Cimici nel letto, mancanza di prodotti per l’igiene personale, abiti sporchi e cibo inadeguato: le condizioni disumane in cui versa Ilaria Salis, la maestra trentanovenne rinchiusa nel carcere di Budapest, rimbalzano da ore su tutti i media, portando all’attenzione pubblica una situazione di degrado che ben poco ha a che fare con i princìpi su cui si impernia - o dovrebbe imperniarsi - uno Stato di diritto. Su questo punto Famiglia Cristiana ha riflettuto insieme a Guido Chiaretti, Presidente dell’associazione di volontariato penitenziario Sesta Opera San Fedele, impegnata dal 1923 a prestare assistenza morale e materiale ai carcerati e a promuoverne la dignità, nonché a facilitarne il reinserimento in società. «È chiaro che questo trattamento è totalmente contro le leggi europee, perché la dignità della persona non è di certo rispettata», premette Chiaretti. «Questi mezzi servono allo Stato ungherese per alimentare la risposta emotiva delle persone e per tentare di autorappresentarsi come forte: ma questa non è forza, è solamente un abuso di potere».

Ha letto il memoriale che la stessa Salis ha inviato al suo avvocato? Che impressione le ha fatto?

«Un detenuto, per quanto grave sia il reato che ha commesso, ha il diritto di essere trattato con umanità e dignità. E questo è proprio il cuore del nostro servizio: seppure la Sesta Opera sia nata dagli esercizi spirituali, noi non siamo confessionali. Ci troviamo a lavorare con persone laiche, non religiose, che credono nella Costituzione, e la frontiera su cui ci si incontra è la difesa della dignità della persona. Nel caso di Salis è evidente che questo paradigma non ci sia».

 

La zia di Salis ha scritto a Papa Francesco per chiedere il ritorno della nipote in Italia. Ma la Chiesa può davvero smuovere qualcosa in questi casi?

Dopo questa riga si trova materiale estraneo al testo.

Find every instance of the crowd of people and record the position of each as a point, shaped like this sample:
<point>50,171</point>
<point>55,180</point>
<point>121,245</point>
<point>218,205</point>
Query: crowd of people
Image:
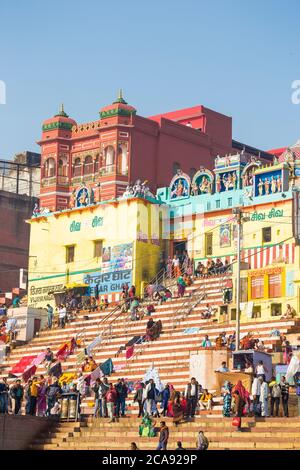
<point>40,395</point>
<point>263,399</point>
<point>212,268</point>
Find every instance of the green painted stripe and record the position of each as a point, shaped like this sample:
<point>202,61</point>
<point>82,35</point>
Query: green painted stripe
<point>71,273</point>
<point>262,247</point>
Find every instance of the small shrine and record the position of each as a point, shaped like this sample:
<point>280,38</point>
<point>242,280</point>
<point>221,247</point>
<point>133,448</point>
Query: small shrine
<point>203,182</point>
<point>271,179</point>
<point>82,196</point>
<point>228,171</point>
<point>180,186</point>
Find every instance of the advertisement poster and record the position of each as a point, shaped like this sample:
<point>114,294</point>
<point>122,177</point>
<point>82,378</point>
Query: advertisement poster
<point>109,282</point>
<point>116,258</point>
<point>225,235</point>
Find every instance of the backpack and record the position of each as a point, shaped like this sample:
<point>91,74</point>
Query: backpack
<point>204,445</point>
<point>276,391</point>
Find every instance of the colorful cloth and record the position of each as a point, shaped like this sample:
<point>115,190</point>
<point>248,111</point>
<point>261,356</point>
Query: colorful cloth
<point>96,374</point>
<point>107,367</point>
<point>56,370</point>
<point>22,365</point>
<point>94,343</point>
<point>63,352</point>
<point>80,357</point>
<point>227,399</point>
<point>39,359</point>
<point>42,400</point>
<point>129,352</point>
<point>67,377</point>
<point>190,331</point>
<point>28,373</point>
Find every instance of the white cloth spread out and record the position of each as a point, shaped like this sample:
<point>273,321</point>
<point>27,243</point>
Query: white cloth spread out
<point>293,368</point>
<point>94,343</point>
<point>152,373</point>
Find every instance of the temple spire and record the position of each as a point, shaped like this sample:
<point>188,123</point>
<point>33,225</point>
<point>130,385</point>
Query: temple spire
<point>120,98</point>
<point>62,111</point>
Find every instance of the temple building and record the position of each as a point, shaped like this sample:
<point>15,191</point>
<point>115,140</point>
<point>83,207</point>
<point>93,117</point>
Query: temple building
<point>107,243</point>
<point>105,155</point>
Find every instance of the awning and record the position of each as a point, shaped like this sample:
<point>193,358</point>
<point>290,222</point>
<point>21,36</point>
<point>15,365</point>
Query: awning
<point>73,285</point>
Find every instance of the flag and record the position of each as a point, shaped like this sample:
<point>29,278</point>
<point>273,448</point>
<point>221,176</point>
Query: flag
<point>63,352</point>
<point>80,357</point>
<point>96,374</point>
<point>28,373</point>
<point>39,359</point>
<point>22,365</point>
<point>94,343</point>
<point>107,367</point>
<point>129,352</point>
<point>56,370</point>
<point>119,367</point>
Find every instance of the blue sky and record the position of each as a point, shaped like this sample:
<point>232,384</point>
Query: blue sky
<point>237,57</point>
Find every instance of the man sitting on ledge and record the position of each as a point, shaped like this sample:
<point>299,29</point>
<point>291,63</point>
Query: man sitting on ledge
<point>289,314</point>
<point>153,329</point>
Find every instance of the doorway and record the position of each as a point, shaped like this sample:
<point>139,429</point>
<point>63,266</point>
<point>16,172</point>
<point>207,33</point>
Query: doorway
<point>178,247</point>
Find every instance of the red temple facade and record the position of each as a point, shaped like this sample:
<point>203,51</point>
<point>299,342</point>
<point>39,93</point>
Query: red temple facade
<point>121,147</point>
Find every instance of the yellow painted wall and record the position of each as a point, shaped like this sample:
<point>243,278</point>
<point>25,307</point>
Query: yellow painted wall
<point>123,222</point>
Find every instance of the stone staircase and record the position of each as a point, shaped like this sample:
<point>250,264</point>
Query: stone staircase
<point>170,354</point>
<point>98,434</point>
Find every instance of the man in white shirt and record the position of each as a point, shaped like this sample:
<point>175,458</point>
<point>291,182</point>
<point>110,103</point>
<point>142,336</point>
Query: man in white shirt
<point>62,314</point>
<point>176,266</point>
<point>255,392</point>
<point>263,397</point>
<point>192,391</point>
<point>223,368</point>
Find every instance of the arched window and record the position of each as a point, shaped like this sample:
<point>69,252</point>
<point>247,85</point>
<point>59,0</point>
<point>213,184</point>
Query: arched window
<point>97,164</point>
<point>109,153</point>
<point>122,160</point>
<point>88,165</point>
<point>77,167</point>
<point>193,171</point>
<point>49,168</point>
<point>176,167</point>
<point>62,167</point>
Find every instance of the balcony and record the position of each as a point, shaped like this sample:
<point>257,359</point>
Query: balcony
<point>49,181</point>
<point>63,180</point>
<point>112,170</point>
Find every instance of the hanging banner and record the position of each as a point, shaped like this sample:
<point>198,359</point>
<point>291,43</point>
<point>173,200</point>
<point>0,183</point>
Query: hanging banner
<point>94,343</point>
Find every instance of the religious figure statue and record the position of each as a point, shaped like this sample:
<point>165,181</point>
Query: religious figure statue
<point>245,180</point>
<point>72,201</point>
<point>273,185</point>
<point>234,180</point>
<point>195,189</point>
<point>267,185</point>
<point>36,211</point>
<point>279,184</point>
<point>218,184</point>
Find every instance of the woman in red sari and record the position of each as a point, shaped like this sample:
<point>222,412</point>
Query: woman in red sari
<point>243,393</point>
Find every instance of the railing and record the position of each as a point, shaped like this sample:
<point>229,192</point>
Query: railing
<point>49,181</point>
<point>197,295</point>
<point>63,180</point>
<point>111,170</point>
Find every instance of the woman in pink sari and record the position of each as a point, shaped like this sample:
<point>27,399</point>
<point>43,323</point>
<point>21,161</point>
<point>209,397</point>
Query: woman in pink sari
<point>41,398</point>
<point>243,393</point>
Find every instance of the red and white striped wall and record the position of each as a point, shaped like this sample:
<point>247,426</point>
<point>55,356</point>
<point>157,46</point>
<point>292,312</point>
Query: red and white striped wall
<point>263,257</point>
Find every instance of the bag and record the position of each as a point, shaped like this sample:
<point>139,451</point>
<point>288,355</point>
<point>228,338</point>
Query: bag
<point>205,444</point>
<point>236,421</point>
<point>146,432</point>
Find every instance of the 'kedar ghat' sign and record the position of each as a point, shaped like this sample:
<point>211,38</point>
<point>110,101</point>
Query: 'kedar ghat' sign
<point>93,222</point>
<point>108,282</point>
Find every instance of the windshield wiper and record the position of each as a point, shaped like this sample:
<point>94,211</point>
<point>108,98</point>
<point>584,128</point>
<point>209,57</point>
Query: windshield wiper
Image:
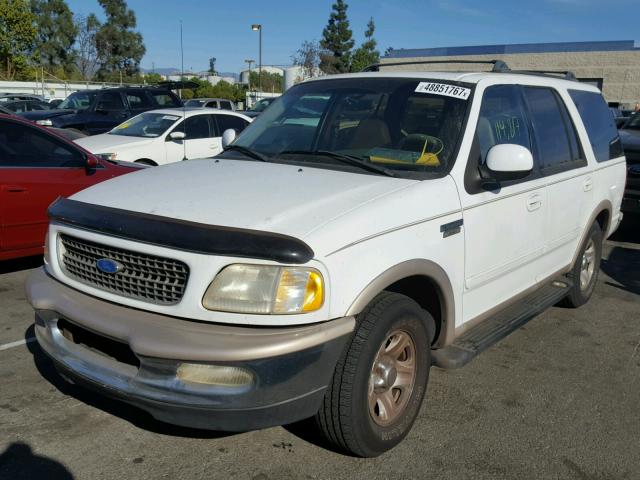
<point>247,152</point>
<point>348,159</point>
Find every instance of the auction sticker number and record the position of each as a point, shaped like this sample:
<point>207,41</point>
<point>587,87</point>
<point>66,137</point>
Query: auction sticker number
<point>443,89</point>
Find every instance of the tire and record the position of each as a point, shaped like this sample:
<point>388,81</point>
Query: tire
<point>584,281</point>
<point>353,417</point>
<point>145,161</point>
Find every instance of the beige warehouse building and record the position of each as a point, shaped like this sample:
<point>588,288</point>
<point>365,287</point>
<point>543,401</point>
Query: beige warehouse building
<point>613,66</point>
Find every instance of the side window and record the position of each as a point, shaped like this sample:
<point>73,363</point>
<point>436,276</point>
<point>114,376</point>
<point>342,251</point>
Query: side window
<point>552,127</point>
<point>226,122</point>
<point>23,146</point>
<point>110,101</point>
<point>197,127</point>
<point>599,123</point>
<point>165,99</point>
<point>502,119</point>
<point>138,100</point>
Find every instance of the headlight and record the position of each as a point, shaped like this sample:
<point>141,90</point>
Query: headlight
<point>107,156</point>
<point>265,289</point>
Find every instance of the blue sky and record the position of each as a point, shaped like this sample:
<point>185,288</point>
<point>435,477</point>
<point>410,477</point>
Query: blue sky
<point>221,29</point>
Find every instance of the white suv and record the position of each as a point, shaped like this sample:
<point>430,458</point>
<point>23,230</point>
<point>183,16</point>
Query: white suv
<point>363,228</point>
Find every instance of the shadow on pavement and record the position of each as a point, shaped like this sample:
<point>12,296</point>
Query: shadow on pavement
<point>623,266</point>
<point>131,414</point>
<point>18,264</point>
<point>19,461</point>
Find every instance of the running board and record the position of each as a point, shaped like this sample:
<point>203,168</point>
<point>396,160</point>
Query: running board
<point>494,329</point>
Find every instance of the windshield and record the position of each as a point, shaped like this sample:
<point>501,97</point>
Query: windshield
<point>400,124</point>
<point>633,122</point>
<point>150,125</point>
<point>78,101</point>
<point>262,104</point>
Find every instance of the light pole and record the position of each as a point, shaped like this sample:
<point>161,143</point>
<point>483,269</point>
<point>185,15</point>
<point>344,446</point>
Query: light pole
<point>257,27</point>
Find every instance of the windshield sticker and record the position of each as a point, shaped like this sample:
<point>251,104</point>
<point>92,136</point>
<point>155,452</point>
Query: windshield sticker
<point>443,89</point>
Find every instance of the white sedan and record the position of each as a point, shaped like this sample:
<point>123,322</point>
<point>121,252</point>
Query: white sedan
<point>159,137</point>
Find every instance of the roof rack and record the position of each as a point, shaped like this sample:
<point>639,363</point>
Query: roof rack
<point>498,65</point>
<point>566,74</point>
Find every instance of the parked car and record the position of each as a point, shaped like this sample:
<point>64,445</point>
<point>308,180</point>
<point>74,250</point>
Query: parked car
<point>630,136</point>
<point>259,107</point>
<point>21,106</point>
<point>220,103</point>
<point>36,167</point>
<point>98,111</point>
<point>365,227</point>
<point>158,137</point>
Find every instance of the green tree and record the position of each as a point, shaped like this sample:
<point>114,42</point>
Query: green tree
<point>271,82</point>
<point>86,51</point>
<point>337,41</point>
<point>56,34</point>
<point>17,36</point>
<point>367,53</point>
<point>120,48</point>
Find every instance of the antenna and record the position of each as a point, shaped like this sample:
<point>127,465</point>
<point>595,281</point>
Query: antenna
<point>184,112</point>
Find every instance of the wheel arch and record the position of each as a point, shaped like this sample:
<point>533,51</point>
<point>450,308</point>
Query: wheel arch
<point>601,214</point>
<point>423,281</point>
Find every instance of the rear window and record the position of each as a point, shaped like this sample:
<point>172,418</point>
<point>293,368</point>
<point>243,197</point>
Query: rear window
<point>599,123</point>
<point>165,99</point>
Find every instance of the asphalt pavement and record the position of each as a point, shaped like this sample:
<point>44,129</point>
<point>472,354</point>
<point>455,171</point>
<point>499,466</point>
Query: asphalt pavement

«No, perché questo è un problema di giurisdizione. Un’autorità spirituale non ha potere semplicemente in quanto tale, però può lanciare messaggi forti e riscuotere solidarietà e condivisione. Come peraltro è stato fatto».

 

Il Governo italiano o il Consiglio europeo cosa potrebbero fare per risolvere la questione?

«È difficile ragionare concretamente su queste dinamiche, perché si tratta di un rapporto di forza tra due fronti, quello nazionale e quello internazionale, che spesso non vanno d’accordo. La giustizia internazionale è un po’ come una tigre senza denti: nella teoria ci sono grossi principi condivisi, ma nella pratica l’azione concreta si basa sul bilanciamento con la sovranità nazionale del singolo Stato. Essendo che a prevalere è sempre quest’ultima, è inevitabile che nascano situazioni che, paradossalmente, sono disallineate rispetto al polo europeo ma allineate con quello nazionale».

 

Salis è stata tenuta 8 giorni in isolamento, in una cella minuscola di 3m2, senza nemmeno una finestra. Quanto c’è di utile nel ricorso a questa misura?

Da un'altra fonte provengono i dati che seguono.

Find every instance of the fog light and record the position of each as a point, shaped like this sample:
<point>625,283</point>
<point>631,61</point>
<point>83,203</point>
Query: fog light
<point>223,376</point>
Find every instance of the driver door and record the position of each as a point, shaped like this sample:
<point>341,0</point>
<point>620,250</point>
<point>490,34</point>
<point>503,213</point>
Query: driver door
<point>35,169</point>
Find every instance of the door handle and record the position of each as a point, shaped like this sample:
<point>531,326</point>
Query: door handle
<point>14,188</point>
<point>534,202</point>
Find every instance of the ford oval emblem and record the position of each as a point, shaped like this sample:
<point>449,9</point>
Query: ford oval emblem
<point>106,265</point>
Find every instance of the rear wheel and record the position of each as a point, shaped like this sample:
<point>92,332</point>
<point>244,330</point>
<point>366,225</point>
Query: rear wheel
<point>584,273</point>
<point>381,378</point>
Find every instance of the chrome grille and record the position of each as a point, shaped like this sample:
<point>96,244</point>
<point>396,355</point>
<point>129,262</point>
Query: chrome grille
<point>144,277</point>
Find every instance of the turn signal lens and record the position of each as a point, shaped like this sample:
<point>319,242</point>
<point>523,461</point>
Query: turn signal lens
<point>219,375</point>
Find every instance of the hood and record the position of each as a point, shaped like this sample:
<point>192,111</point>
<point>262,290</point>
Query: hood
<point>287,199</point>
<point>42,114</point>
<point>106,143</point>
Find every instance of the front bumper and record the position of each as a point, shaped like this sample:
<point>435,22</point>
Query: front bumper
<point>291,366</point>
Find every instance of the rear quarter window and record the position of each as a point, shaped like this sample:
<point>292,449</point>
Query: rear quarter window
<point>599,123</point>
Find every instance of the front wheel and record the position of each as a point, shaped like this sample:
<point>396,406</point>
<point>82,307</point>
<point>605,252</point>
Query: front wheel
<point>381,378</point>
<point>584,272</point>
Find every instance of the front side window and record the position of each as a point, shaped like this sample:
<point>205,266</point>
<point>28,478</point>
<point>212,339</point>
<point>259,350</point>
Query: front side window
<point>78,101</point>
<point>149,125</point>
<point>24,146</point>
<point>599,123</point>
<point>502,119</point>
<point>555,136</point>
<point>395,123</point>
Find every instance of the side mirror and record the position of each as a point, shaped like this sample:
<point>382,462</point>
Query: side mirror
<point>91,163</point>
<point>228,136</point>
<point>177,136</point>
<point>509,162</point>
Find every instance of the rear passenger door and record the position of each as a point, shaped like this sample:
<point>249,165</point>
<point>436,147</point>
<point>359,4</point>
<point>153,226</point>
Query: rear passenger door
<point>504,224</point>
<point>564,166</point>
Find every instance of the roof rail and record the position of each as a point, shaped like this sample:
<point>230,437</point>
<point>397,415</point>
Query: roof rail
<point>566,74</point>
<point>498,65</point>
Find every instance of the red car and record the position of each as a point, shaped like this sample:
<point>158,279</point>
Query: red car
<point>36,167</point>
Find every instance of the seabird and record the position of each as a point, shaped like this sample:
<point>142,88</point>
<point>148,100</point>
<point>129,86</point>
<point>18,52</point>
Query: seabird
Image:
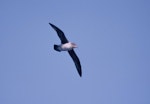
<point>67,46</point>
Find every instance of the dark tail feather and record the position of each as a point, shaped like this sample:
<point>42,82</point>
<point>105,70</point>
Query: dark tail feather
<point>56,47</point>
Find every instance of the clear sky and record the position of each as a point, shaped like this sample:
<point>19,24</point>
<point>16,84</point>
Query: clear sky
<point>113,38</point>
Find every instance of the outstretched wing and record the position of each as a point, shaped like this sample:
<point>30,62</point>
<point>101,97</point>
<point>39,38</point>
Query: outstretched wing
<point>76,61</point>
<point>60,34</point>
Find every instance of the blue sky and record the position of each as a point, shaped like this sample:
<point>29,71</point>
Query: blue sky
<point>113,39</point>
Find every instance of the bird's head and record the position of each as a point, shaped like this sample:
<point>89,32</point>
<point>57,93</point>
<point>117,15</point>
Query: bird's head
<point>74,45</point>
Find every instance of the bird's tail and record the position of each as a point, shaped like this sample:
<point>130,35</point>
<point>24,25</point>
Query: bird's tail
<point>57,48</point>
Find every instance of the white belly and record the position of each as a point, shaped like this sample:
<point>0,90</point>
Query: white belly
<point>66,47</point>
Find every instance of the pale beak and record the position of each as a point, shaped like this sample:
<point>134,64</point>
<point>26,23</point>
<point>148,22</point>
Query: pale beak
<point>74,45</point>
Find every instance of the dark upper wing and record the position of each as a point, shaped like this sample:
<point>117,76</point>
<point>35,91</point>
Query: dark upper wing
<point>76,61</point>
<point>60,34</point>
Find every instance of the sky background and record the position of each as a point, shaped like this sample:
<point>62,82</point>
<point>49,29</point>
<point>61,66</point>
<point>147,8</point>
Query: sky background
<point>113,38</point>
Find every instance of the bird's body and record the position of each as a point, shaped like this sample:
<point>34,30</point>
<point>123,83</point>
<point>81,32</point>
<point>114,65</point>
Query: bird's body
<point>67,46</point>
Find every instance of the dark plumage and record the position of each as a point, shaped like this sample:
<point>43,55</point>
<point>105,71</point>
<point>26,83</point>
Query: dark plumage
<point>70,51</point>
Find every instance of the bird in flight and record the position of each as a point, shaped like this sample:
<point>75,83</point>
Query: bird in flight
<point>67,46</point>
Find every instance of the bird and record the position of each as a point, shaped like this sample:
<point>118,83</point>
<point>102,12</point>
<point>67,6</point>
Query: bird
<point>67,46</point>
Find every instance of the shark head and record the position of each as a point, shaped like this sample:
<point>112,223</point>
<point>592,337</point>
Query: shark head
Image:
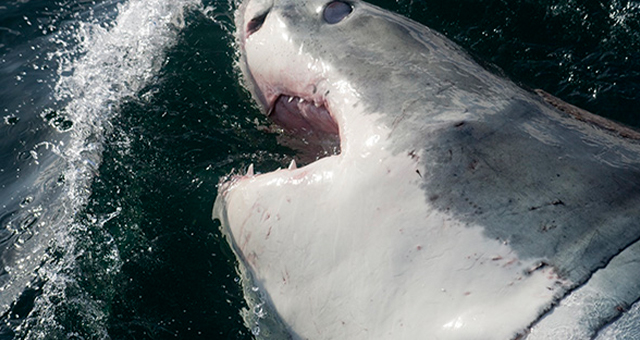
<point>423,212</point>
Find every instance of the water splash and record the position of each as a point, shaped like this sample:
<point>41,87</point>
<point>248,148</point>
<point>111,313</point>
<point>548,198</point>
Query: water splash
<point>100,62</point>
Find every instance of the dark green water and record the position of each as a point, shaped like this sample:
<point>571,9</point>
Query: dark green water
<point>136,255</point>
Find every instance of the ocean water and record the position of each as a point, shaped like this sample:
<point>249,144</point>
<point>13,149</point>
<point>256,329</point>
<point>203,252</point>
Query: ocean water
<point>119,117</point>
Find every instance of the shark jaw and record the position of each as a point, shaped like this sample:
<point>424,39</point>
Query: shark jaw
<point>349,246</point>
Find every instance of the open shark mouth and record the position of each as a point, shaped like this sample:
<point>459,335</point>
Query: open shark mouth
<point>309,126</point>
<point>459,205</point>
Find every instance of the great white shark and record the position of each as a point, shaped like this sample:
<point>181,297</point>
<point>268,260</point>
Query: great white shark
<point>456,205</point>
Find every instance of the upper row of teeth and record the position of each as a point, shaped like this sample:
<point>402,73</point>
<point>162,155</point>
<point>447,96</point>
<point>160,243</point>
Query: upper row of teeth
<point>300,101</point>
<point>251,172</point>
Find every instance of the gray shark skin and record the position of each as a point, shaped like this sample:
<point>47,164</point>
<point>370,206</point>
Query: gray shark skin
<point>459,206</point>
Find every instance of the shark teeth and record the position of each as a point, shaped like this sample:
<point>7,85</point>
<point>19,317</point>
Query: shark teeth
<point>250,170</point>
<point>292,165</point>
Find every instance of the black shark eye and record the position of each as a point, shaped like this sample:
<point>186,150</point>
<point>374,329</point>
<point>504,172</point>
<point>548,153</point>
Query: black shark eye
<point>335,11</point>
<point>255,23</point>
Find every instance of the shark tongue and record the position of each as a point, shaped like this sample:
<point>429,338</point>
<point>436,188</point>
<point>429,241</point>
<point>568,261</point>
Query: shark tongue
<point>296,115</point>
<point>310,127</point>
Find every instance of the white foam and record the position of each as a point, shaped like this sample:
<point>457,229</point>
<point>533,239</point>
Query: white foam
<point>100,66</point>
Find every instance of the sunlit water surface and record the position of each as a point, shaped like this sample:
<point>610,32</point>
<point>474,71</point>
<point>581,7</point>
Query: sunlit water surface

«Direi poco. Chiaramente esistono situazioni in cui è necessario isolare un carcerato, anche per la sua sicurezza, ma sono molte di più quelle in cui non lo è affatto. Quello dell’isolamento non necessario è un problema anche per i nostri detenuti italiani, non solo per Ilaria: basta andare nelle nostre carceri per vedere che le celle di isolamento sono prive di riscaldamento e acqua calda, con situazioni veramente al limite della tortura. Usiamo allora questi casi sull’onda dei media come specchio per ragionare in termini più ampi, per guardare anche casa nostra. Io auspico che il tema in questione venga messo sotto la lente di ingrandimento dei garanti: l’isolamento potrebbe e dovrebbe essere dignitoso, ma nella realtà dei fatti non è così».